Zarafa's audience with the King was delayed by Queen Marie Therese, who insisted it would not be protocol for him to rush to greet a gift from a lesser monarch. So the giraffe was forced to trudge 18 miles across Paris to the court at Saint Cloud. The King's reaction is not recorded, but the giraffe became the rage of Paris. Children ate gingerbread giraffes, women wore their hair a la Girafe and all manner of garish spotted merchandise was produced. More than 40,000 people flocked to see Zarafa during the summer of 1827. When she died in 1845 she was stuffed and eventually lent to other museums in France. Allin has tracked her down by her markings to a museum in La Rochelle - where she is known as "Giraffe from Sennar".

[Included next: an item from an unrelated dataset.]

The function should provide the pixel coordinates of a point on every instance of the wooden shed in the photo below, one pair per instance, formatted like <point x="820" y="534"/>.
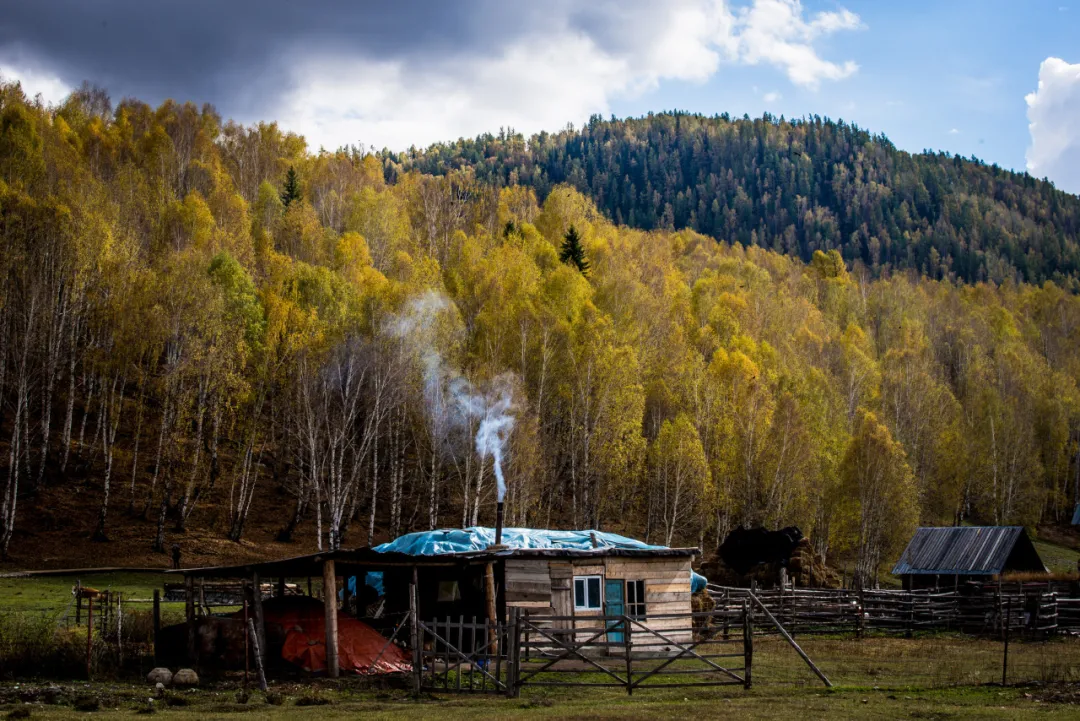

This book brings into focus the collision of two worlds locked in mutual fascination: Enlightenment France and nascent modern Egypt. Napoleon becomes the bridge between two cultures, throwing banquets in Cairo where each guest is given companion volumes of the Koran and Thomas Paine's The Rights of Man.

Occasionally Allin treats facts superficially and he leaves out the brutality of colonial carve-ups and any sense of the driving forces behind events. Instead, he offers a wonderfully entertaining dramatisation of what he sees as the noble progression of France and Egypt from darkness into light. Zarafa is a vivid cabinet of curiosities, full of intriguing oddities.